OK I think I see the connection now.

We're trying to prove this theorem:

> the definition of feasibility relation says that
>
> $\text{if } (x,y) \le (x',y') \text{ in } X^{\text{op}} \times Y, \text{ then }\Phi(x,y) \text{ implies } \Phi(x',y') .$
>
> this one condition is equivalent to two conditions:
>
> 1. if \$$x' \le x \$$ in \$$X\$$, then \$$\Phi(x,y) \$$ implies \$$\Phi(x',y)\$$ for all \$$y \in Y\$$,
>
> 2. if \$$y \le y'\$$ in \$$Y\$$, then \$$\Phi(x,y) \$$ implies \$$\Phi(x,y')\$$ for all \$$x \in X\$$.

Showing that the one condition implies the two conditions is trivial. But what about the other way round?

Suppose we have the two conditions and also \$$(x,y) \le (x',y')\$$, ie \$$x'\le x\$$ and \$$y\le y'\$$.

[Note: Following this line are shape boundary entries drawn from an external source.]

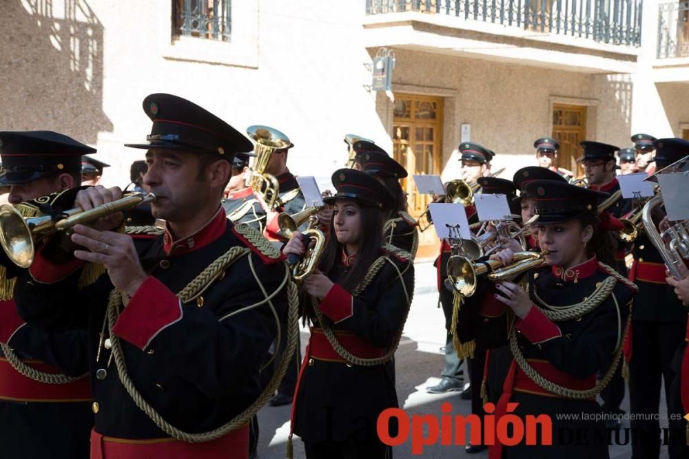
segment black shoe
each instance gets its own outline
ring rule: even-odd
[[[292,396],[278,394],[268,402],[268,405],[271,407],[281,407],[283,405],[289,405],[292,403]]]
[[[426,392],[429,394],[444,394],[458,390],[462,390],[462,382],[449,378],[443,378],[438,385],[426,387]]]
[[[484,445],[471,445],[470,443],[464,447],[464,451],[466,451],[467,454],[475,454],[476,453],[480,453],[487,447]]]

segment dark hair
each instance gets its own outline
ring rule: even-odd
[[[145,161],[134,161],[130,167],[130,180],[137,185],[141,184],[141,173],[148,171],[148,164]]]
[[[351,292],[364,280],[369,268],[378,257],[378,251],[383,243],[383,213],[380,209],[364,205],[358,202],[360,212],[362,237],[359,241],[359,249],[354,264],[344,277],[338,279],[344,290]],[[319,268],[327,274],[342,256],[342,244],[335,235],[335,217],[330,221],[330,237],[325,244],[323,257]],[[365,237],[364,235],[365,230]]]
[[[600,218],[597,212],[585,212],[575,218],[582,225],[582,228],[591,225],[593,234],[586,244],[586,254],[588,257],[596,255],[599,261],[615,267],[615,253],[617,250],[617,241],[610,231],[602,231],[599,228]]]
[[[400,211],[407,212],[407,195],[404,194],[404,191],[402,189],[400,180],[395,177],[383,177],[382,179],[383,184],[385,185],[385,187],[394,199],[392,213],[395,214]]]

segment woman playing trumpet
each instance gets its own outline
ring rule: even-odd
[[[488,347],[500,345],[508,337],[514,360],[495,407],[496,421],[508,409],[522,418],[544,414],[552,436],[538,438],[535,446],[524,441],[491,446],[489,457],[608,458],[595,396],[619,363],[636,286],[596,257],[605,241],[596,207],[605,193],[551,180],[531,182],[525,189],[534,197],[546,266],[526,272],[525,288],[498,282],[496,301],[483,303],[473,317],[471,311],[460,310],[459,321],[473,319],[480,328],[475,339]],[[491,258],[506,266],[513,255],[506,249]],[[597,384],[601,370],[606,376]],[[563,419],[567,414],[580,417]],[[582,414],[598,420],[584,420]],[[584,440],[568,441],[566,436],[582,432]],[[552,445],[539,446],[544,440]]]
[[[314,324],[295,392],[294,431],[307,458],[384,458],[376,420],[398,406],[393,356],[413,290],[409,253],[383,241],[392,197],[368,174],[340,169],[329,239],[316,270],[304,281]],[[298,233],[297,233],[298,234]],[[293,237],[285,255],[305,251]],[[366,390],[357,390],[364,387]]]

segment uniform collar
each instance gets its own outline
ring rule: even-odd
[[[225,210],[220,206],[213,217],[198,231],[190,236],[177,241],[173,240],[172,235],[165,224],[165,233],[163,236],[163,248],[168,255],[178,255],[192,252],[207,246],[220,237],[227,225],[227,218]]]
[[[571,281],[576,284],[579,279],[590,277],[598,271],[598,260],[594,255],[584,263],[572,266],[569,269],[564,269],[562,266],[555,265],[551,267],[551,270],[555,277],[562,279],[566,282]]]
[[[251,186],[247,186],[247,188],[239,190],[238,191],[230,193],[227,195],[227,199],[242,199],[244,198],[249,198],[252,194],[254,194],[254,189]]]
[[[347,252],[344,251],[344,248],[342,247],[342,253],[341,257],[342,264],[344,266],[351,266],[354,264],[354,261],[356,259],[356,254],[353,255],[348,255]]]
[[[591,185],[589,188],[592,190],[595,190],[596,191],[604,191],[607,193],[610,190],[616,189],[618,186],[617,184],[617,178],[613,177],[612,180],[604,185]]]

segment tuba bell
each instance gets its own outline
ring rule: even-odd
[[[156,196],[152,193],[128,193],[121,199],[88,211],[81,207],[65,211],[62,213],[65,217],[56,220],[52,215],[25,218],[13,206],[3,204],[0,206],[0,245],[12,263],[20,268],[28,268],[34,262],[36,243],[39,241],[75,225],[93,222],[155,200]]]
[[[689,276],[689,220],[676,223],[662,233],[659,233],[653,222],[652,213],[663,205],[663,196],[654,196],[644,206],[641,220],[644,229],[650,242],[658,249],[670,275],[677,280]]]
[[[301,233],[307,239],[302,241],[306,248],[303,257],[299,259],[298,257],[293,256],[294,254],[291,253],[288,257],[288,262],[292,265],[292,276],[295,280],[302,280],[313,272],[318,267],[320,256],[325,248],[325,235],[318,229],[318,217],[316,216],[316,213],[320,210],[320,207],[313,206],[291,215],[285,212],[278,215],[280,232],[288,239],[294,235],[302,224],[309,221],[308,229]],[[310,246],[311,242],[314,243],[313,247]]]
[[[280,193],[278,179],[267,173],[270,157],[276,150],[285,150],[294,145],[289,138],[278,131],[268,126],[254,125],[247,128],[247,134],[256,142],[254,149],[256,157],[251,163],[251,178],[249,186],[257,196],[263,197],[261,203],[266,211],[275,208]]]

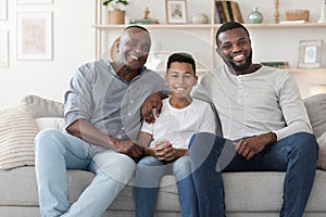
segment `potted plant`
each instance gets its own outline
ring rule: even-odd
[[[103,5],[109,7],[109,24],[124,24],[126,12],[122,7],[128,4],[128,0],[104,0]]]

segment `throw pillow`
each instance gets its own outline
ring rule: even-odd
[[[319,156],[317,161],[317,167],[326,170],[326,132],[324,132],[318,139]]]
[[[64,106],[61,102],[29,94],[22,99],[22,104],[29,106],[34,118],[63,117]]]
[[[303,100],[313,132],[319,138],[326,129],[326,93],[309,97]]]
[[[37,132],[27,105],[0,110],[0,169],[35,165]]]

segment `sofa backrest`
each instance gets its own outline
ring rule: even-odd
[[[316,138],[318,138],[326,131],[326,93],[305,98],[303,102],[311,120],[313,132]],[[43,119],[38,118],[45,117],[53,118],[52,123],[49,123],[50,126],[57,126],[60,129],[64,128],[63,103],[30,94],[22,99],[22,104],[29,106],[33,117],[38,120],[37,123],[42,126],[41,128],[47,127],[47,124]],[[217,131],[218,130],[222,132],[221,129],[217,129]]]

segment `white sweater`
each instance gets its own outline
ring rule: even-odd
[[[214,104],[223,136],[230,140],[269,131],[277,140],[312,132],[297,84],[286,71],[262,66],[237,76],[223,65],[206,73],[192,95]]]

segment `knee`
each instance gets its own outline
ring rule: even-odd
[[[299,153],[305,156],[315,156],[318,155],[318,143],[314,135],[309,132],[297,132],[293,135],[296,139],[296,149]]]
[[[38,135],[35,138],[35,153],[38,154],[42,150],[46,152],[50,151],[49,149],[58,149],[60,145],[53,141],[58,141],[59,138],[62,137],[62,132],[57,129],[45,129],[38,132]]]
[[[191,162],[189,156],[181,156],[173,163],[173,173],[177,181],[180,181],[191,174]]]

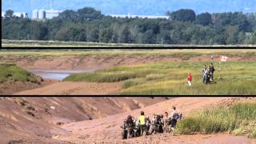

We have a choice of two routes here.

One route goes: \$$(x,y) \le (x',y) \le (x',y')\$$, so \$$\Phi(x, y)\$$ implies \$$\Phi(x',y)\$$ by condition
1, which implies \$$\Phi(x',y')\$$ by condition 2.

The other route goes: \$$(x,y) \le (x,y') \le (x',y')\$$, so \$$\Phi(x, y)\$$ implies \$$\Phi(x,y')\$$ by condition
2, which implies \$$\Phi(x',y')\$$ by condition 1.

So we can prove our theorem in two distinct ways corresponding to the two ways of "factorising" \$$(x,y) \le (x',y')\$$.